The Spirit acted powerfully at his death, resurrection, and ascension. When our great high priest Jesus offered himself as the final sacrifice for sin, he did it through the eternal Spirit (Hebrews 9:14). When he rose from the dead, he was declared to be Son of God in power according to the Spirit of holiness (Romans 1:4). The age of the new covenant and Christ’s powerful lordship began! And so he poured out the Holy Spirit on his believing people as evidence that he reigns on David’s throne at the right hand of the Father (Acts 2:29-36).

In Jesus and his inseparable companion, the Spirit, the age of fulfillment arrived. As Paul says, “Now is the time of God’s favor; now is the day of salvation” (2 Corinthians 6:2). Now is the time for you to be reconciled to God.

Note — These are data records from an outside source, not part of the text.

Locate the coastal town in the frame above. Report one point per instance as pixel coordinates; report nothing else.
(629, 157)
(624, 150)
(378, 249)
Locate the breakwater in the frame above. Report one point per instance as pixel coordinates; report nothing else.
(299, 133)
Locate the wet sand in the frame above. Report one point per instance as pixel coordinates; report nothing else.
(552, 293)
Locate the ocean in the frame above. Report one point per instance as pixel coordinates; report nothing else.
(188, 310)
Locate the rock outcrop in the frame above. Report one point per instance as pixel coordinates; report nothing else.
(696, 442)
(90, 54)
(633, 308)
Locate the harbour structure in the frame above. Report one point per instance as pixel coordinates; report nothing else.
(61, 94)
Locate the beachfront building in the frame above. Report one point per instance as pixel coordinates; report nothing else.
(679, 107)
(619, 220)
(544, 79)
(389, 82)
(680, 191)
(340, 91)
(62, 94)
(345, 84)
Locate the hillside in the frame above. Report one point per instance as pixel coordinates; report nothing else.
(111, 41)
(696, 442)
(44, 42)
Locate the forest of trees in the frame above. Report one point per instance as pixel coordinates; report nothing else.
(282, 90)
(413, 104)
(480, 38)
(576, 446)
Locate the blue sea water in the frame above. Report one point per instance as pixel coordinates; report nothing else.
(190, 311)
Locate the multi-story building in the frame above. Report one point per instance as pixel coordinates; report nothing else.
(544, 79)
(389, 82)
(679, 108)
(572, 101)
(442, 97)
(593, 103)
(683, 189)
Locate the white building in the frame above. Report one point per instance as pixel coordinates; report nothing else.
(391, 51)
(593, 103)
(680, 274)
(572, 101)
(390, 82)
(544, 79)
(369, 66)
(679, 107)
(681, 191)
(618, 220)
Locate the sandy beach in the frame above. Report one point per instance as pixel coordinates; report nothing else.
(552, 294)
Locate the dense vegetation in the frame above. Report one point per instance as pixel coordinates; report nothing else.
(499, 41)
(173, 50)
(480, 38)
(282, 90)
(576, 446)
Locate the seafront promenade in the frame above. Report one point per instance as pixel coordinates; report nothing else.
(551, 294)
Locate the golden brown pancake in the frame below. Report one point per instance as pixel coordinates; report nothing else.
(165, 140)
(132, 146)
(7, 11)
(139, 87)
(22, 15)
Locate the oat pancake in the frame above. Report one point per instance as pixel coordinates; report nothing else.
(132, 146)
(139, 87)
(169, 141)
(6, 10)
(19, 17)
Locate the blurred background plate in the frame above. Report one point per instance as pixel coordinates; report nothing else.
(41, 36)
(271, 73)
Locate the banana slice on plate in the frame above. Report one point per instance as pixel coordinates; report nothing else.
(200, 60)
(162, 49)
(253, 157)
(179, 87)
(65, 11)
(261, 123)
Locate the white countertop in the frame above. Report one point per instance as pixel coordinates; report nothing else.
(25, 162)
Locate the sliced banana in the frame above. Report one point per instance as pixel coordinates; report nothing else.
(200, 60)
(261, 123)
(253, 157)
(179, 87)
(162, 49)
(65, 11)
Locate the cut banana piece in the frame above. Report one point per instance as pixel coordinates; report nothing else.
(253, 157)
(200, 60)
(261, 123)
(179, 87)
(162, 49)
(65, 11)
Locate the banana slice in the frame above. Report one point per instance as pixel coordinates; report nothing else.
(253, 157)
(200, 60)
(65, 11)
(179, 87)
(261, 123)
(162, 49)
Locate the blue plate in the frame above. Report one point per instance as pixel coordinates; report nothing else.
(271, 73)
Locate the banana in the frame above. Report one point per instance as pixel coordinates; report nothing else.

Think also about the Messiah and his anointing by the Spirit (Isaiah 61:3; Luke 4:18; Acts 10:38). Jesus is our prophet. His teaching forms the basis of our lives. This is what we see first in the Four Gospels. He taught God’s message about his saving reign (kingdom), and his miraculous signs performed by the Spirit testified to him as the great prophet of God. Jesus is our high priest. His atoning work secured our salvation, and his intercession guarantees our forgiveness. The events of his crucifixion and resurrection are the key events of the Four Gospels. His finished work provides righteousness for everyone who believes in him (2 Corinthians 5:21). Jesus is our king. He rules over us and defends us. In the Four Gospels we see evidence of his authority over all things, and in his ascension we
see that he is Lord and reigning on David’s throne. As Ascended Lord, he poured out the Holy Spirit on his people—those who repent and believe in him.

In the Anointed Jesus, we have every benefit we need. As we start this work week, I ask you, “Are you in the Lord Jesus Christ by faith?”